The relationship between Katherina and Petruchio and the related themes of male domination and female submission have been a major focus of critical commentary on The Taming of the Shrew in the second half of the twentieth century. Commentators on the play discuss a variety of critical issues, including its genre, its emphasis on role-playing and on the interplay of illusion and reality, and its relationship to its Elizabethan social and political context. In all of these discussions, however, the play's treatment of the conventions of male and female behavior and of the interrelated issues of gender, sexuality, and power tend to figure prominently.

Until well into the nineteenth century, audiences and critics appear to have accepted the play's shrew-taming premise at face value. In fact, during this period the play was presented primarily in heavily adapted versions that frequently accentuated the element of violence in Petruchio's treatment of Katherina. The most successful of these, David Garrick's Catherine and Petruchio (1754), enjoyed immense popularity into the mid-1800s, when it began to be supplanted by revivals of the original play. By the end of the century, however, critics were beginning to show an element of discomfort with the relationship between Petruchio and Katherina. George Bernard Shaw, writing in 1897, described the last scene of the play as "altogether disgusting to modern sensibility," and found the concept of male domination implicit in the wager and in Katherina's final speech so offensive that no man "with any decency of feeling" could watch the scene "in the company of a woman without feeling extremely ashamed."
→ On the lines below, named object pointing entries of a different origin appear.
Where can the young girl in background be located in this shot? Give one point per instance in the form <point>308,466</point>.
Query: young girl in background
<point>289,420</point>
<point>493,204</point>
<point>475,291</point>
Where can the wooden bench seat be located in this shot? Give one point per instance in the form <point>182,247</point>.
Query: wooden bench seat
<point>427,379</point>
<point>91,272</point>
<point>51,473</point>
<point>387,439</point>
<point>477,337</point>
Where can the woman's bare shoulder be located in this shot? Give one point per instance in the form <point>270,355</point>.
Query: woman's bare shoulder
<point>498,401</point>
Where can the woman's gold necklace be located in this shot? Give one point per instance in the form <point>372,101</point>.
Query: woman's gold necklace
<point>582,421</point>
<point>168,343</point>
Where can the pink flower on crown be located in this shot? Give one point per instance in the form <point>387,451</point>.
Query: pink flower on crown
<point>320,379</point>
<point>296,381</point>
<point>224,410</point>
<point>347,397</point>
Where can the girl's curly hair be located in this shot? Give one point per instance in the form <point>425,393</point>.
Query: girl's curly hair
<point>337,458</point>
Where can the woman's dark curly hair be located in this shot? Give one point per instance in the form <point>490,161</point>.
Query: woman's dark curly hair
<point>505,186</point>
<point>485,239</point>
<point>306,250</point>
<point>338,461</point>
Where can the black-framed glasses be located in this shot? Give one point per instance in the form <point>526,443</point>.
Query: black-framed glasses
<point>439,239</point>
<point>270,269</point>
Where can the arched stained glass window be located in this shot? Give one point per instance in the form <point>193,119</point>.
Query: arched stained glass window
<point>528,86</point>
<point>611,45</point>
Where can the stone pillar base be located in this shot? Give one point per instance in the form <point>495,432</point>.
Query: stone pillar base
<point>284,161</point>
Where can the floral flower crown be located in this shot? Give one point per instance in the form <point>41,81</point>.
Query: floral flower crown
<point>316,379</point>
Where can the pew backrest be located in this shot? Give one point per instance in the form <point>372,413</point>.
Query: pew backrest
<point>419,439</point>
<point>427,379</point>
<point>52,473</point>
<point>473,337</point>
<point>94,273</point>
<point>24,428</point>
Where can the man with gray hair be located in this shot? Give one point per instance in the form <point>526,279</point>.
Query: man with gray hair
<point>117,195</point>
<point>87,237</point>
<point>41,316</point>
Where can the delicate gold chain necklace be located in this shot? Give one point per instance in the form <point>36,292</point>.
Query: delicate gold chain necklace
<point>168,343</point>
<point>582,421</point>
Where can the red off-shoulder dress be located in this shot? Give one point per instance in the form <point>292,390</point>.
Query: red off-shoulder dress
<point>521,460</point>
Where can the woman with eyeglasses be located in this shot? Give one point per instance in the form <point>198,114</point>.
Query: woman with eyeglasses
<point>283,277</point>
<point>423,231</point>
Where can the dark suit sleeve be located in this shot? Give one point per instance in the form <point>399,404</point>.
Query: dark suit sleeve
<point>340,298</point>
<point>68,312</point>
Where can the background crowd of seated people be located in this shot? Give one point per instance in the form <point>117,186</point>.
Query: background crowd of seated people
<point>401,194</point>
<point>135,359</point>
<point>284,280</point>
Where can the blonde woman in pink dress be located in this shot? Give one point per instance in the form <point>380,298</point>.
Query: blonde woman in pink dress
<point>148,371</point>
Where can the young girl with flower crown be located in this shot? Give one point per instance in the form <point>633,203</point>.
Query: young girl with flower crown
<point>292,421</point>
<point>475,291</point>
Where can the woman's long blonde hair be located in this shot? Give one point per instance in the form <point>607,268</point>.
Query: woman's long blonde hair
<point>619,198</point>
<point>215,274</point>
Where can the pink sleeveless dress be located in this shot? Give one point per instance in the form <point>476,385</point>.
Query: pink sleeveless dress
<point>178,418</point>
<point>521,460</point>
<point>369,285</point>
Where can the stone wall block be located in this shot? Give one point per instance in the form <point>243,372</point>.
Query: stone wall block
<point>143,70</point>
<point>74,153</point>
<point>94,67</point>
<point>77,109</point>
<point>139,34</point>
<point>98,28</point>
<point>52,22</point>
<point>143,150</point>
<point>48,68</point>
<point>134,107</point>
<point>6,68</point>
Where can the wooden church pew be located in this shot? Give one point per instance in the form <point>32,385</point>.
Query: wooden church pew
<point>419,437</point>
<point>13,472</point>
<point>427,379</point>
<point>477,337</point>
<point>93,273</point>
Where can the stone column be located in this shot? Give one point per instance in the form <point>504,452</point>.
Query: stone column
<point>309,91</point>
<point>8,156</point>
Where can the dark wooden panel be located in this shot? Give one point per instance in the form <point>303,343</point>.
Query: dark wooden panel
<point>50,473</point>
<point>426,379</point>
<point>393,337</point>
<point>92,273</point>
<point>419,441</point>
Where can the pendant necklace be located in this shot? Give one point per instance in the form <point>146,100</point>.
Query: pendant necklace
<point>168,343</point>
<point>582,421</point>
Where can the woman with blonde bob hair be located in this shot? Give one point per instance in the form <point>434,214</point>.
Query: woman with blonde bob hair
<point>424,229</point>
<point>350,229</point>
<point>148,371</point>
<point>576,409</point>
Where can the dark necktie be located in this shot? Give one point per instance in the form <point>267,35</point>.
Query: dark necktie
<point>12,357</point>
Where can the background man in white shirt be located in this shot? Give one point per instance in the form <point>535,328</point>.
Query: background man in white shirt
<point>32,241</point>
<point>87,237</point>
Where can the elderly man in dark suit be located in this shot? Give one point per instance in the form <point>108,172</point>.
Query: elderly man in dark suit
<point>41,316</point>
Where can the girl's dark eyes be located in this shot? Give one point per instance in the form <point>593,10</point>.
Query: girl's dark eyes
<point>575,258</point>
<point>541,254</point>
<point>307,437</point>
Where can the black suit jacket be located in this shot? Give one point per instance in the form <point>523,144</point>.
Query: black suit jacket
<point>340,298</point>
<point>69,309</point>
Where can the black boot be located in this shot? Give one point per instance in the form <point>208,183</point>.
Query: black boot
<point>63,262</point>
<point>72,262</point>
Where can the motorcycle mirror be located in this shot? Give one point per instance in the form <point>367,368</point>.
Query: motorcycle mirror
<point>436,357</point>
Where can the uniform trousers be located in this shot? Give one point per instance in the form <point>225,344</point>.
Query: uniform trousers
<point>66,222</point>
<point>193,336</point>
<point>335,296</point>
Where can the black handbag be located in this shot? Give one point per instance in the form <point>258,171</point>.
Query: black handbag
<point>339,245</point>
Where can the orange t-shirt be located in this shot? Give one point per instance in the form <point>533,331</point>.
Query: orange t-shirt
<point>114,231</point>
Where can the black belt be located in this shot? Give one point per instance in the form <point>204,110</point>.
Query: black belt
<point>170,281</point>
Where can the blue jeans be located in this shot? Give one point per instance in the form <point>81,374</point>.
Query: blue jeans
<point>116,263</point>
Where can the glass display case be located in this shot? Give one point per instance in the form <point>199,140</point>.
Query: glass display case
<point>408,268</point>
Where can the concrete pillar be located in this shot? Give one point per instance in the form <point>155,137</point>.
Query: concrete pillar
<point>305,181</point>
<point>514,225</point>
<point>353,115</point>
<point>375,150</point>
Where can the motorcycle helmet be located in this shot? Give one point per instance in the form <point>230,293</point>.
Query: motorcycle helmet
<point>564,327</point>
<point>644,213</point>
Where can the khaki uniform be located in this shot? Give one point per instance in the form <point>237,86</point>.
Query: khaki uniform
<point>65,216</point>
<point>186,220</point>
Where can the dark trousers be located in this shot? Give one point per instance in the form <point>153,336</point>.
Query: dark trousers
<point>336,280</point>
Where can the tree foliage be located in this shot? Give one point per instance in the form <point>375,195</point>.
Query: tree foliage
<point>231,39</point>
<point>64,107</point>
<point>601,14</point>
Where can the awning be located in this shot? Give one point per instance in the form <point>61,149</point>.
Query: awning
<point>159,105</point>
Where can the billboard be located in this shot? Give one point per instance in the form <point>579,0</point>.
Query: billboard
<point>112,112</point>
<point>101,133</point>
A desire to reconcile the playwright's reputation and the unacceptability of his play's central premise seems to underlie much of its subsequent criticism. In the 1950s, critics such as Nevill Coghill, Harold C. Goddard, and Margaret Webster argued that Shakespeare's rendition of the shrew-taming concept, and particularly Katherina's closing speech, should be read ironically. According to this view, Katherina's submission to Petruchio is not to be taken seriously; the audience is meant to perceive that she will dominate the marriage by allowing Petruchio an outward show of mastery. This analysis was countered by the views of critics such as George Ian Duthie (1951), who saw The Taming of the Shrew as confirming the Elizabethan view that a husband stands in relation to his wife as a king to his subjects. Several critics in the late 1950s and the 1960s emphasized the "gentleness" of Petruchio's behavior in comparison to the brutality displayed in earlier "shrew-taming" plays. Writing in 1958, Muriel Bradbrook claimed that Katherina was the first character in the tradition to be utterly transformed, rather than beaten or lectured into submission. In a highly influential reading that focused on the theme of illusion and reality, Cecil B. Seronsy (1963) suggested that Petruchio draws Katherina into enthusiastic acceptance of the role of obedient wife by "supposing" the existence in her of the qualities he desires and gradually assimilating her to the image he has willed.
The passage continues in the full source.